Luxury tax on buildings to be renamed as ‘additional tax’

The luxury tax and one-time tax are imposed on buildings based on their floor area. Photo: wissanu99/iStock

Thiruvananthapuram: The Kerala Cabinet has decided to rename the luxury tax imposed on buildings as ‘additional tax.’ The move is based on legal advice which said that the term ‘luxury tax’ violated the Central rules in this regard.

The luxury tax and one-time tax are imposed on buildings based on their floor area. All buildings having an area of over 3,000 square feet (278.7 square metres) will be charged an additional (luxury) tax from Rs 5,000 to 12,500 in four slabs, as earlier.

Meanwhile, the building tax imposed by the Revenue Department would be based on the plinth area according to the plans approved by the local bodies. Revenue officials will no longer visit buildings and take measurements as assessing authorities to decide tax. This would avoid delay in tax assessment as the building details could be collected from the local bodies itself.

The Cabinet decided to bring these amendments in the Kerala Building Tax Act, 1973 considering the situation where the government was losing huge tax revenue as thousands of domestic and commercial buildings remain without being assessed for property tax in the state.

Tax on flats
Ownership will be the criterion for assessment of building tax of flats/apartments. The amendment is proposed as the current method has been causing much confusion.

If different flats in an apartment complex are owned by a single person, the tax will be decided separately. However, if these flats are connected, the tax will be assessed together. This would increase the plinth area, inviting additional tax.

Revision
Under existing rules, the Collector has no powers for revision more than three months after the assessing authority decides the tax for a building.

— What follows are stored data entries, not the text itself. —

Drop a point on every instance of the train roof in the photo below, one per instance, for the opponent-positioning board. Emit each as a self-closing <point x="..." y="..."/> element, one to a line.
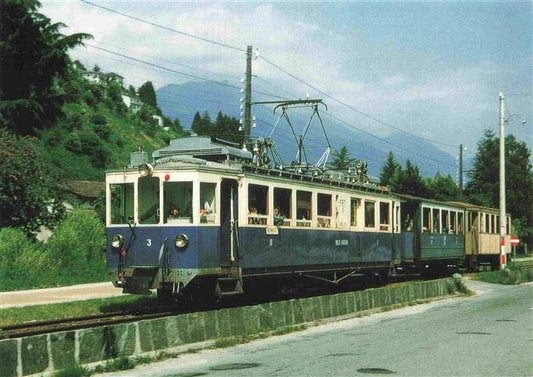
<point x="408" y="198"/>
<point x="203" y="147"/>
<point x="475" y="207"/>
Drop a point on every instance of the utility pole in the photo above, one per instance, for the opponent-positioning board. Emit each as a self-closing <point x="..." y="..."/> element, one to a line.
<point x="248" y="95"/>
<point x="461" y="170"/>
<point x="503" y="219"/>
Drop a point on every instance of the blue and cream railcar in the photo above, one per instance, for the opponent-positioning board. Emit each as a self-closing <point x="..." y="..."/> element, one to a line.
<point x="313" y="226"/>
<point x="170" y="224"/>
<point x="190" y="224"/>
<point x="432" y="236"/>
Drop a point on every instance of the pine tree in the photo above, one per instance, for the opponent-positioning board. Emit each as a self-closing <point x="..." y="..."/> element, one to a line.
<point x="33" y="53"/>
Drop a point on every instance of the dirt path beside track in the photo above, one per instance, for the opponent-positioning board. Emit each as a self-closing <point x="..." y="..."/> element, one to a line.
<point x="60" y="294"/>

An amendment is now proposed to extend this period to one year.

Penalty
A person providing wrong information on his building could be found guilty under Section 177 of the Indian Penal Code, as per the current law. This provision will be abolished under the proposed amendment and, instead, a fine of 50-percent of the actual tax amount will be imposed. Under the old law, the maximum fine was Rs 1,000, which would go up after the amendment.